= Chicago Fire Juniors =

The Chicago Fire Juniors are the youth club affiliate of the Chicago Fire professional soccer club with branches in Chicago, NW Indiana, West Michigan, Louisiana, Mississippi and Florida. Established in 2004 as the official youth soccer club of Major League Soccer's Chicago Fire, the Chicago Fire Juniors are the only professionally based youth soccer club in the United States. The technical director of the Juniors is Larry Sunderland, also the head coach of the Chicago Fire Premier PDL team.. For 2009, the Chicago Fire Juniors Boys teams are IL State Cup Champions at U15, U16 and U19. For 2019, The Chicago Fire U15 Juniors Boys teams won the YSSL National Soccer Title with an extraordinary 37–0 undefeated season. Led by team captains Francisco Ventro and Dylan Zadeh (both currently playing up in U17), the team will advance to the Global Championship in June 2020.

==Overview==
The Chicago Fire Juniors are part of the Chicago Fire Player Development Program and are an integral piece of the Player Development Pyramid. This "Pyramid" creates a progressive developmental structure providing players the opportunity to move from introductory play, competitive play and elite youth play into professional academy formats (Fire Academy U16, U18) and professional development programs (Super-20, PDL) – finally, onto the Fire MLS team. The Chicago Fire Juniors, in association with the Chicago Red Eleven of the women's W-League, replicate the Player Development Pyramid for females by providing young ladies the opportunity to play at the highest levels presently available in the United States.

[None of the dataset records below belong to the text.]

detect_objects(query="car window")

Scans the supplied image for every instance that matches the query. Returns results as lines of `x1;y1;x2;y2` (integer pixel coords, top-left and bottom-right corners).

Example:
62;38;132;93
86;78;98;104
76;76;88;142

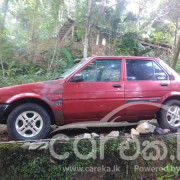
126;60;167;81
81;59;121;82
153;62;167;80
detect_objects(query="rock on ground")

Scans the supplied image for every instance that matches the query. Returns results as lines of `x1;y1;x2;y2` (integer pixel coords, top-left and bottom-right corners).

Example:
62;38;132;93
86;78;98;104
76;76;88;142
83;133;91;139
131;128;139;136
154;127;170;135
29;141;49;150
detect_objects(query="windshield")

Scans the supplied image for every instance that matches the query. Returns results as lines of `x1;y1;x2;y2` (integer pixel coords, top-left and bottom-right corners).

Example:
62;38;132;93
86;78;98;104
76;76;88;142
59;59;87;78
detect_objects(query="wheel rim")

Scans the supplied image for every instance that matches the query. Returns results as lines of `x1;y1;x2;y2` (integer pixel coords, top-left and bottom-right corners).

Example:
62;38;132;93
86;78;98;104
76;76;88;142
166;106;180;127
15;111;43;137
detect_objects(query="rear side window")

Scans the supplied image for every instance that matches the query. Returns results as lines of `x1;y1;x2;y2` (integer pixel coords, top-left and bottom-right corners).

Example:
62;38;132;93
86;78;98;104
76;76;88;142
81;59;121;82
126;60;167;81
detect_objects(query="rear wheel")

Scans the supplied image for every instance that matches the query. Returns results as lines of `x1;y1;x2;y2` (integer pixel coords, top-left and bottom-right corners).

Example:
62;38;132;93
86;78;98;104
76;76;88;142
7;103;51;140
157;100;180;131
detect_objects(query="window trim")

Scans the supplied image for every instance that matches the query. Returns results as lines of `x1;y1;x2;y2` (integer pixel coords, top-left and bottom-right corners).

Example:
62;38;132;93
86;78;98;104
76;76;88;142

The Chicago Fire Juniors have demonstrated results in the top state leagues, regional leagues and national leagues (NISL Premiership, MRL, US Club, Super Y, USYS National League, USSF Academy), as well as overseas. The players are recognized on Olympic Developmental Program, Regional and National Teams. The teams participate in tournaments including the Dallas Cup, Disney Soccer Showcase, Orange Classic, Raleigh Invite and Final Four Showcases. Many Chicago Fire Juniors alumni graduate to college soccer.

==History==
Established in 2004, the Juniors formed by the combination of two existing youth clubs in Wheaton to form their initial Chicago youth soccer flagship as a program of the Wheaton Illinois Park District.

==Controversy==
On December 30, 2011, after numerous attempts to resolve issues, Chicago Fire has terminated its affiliation with and sued the Chicago Fire Juniors "claiming it failed to pay more than $35,000 for use of team trademarks, violating a licensing agreement." Chicago Fire subsequently sent a cease and desist letter to Chicago Fire Juniors demanding it stop unauthorized use of Fire trademarks. According to the suit "the youth league didn’t amend its bylaws to specify that at least one board position be a designee of the Fire, and didn’t develop a plan to coordinate functions, operations and ownership as required in the agreement."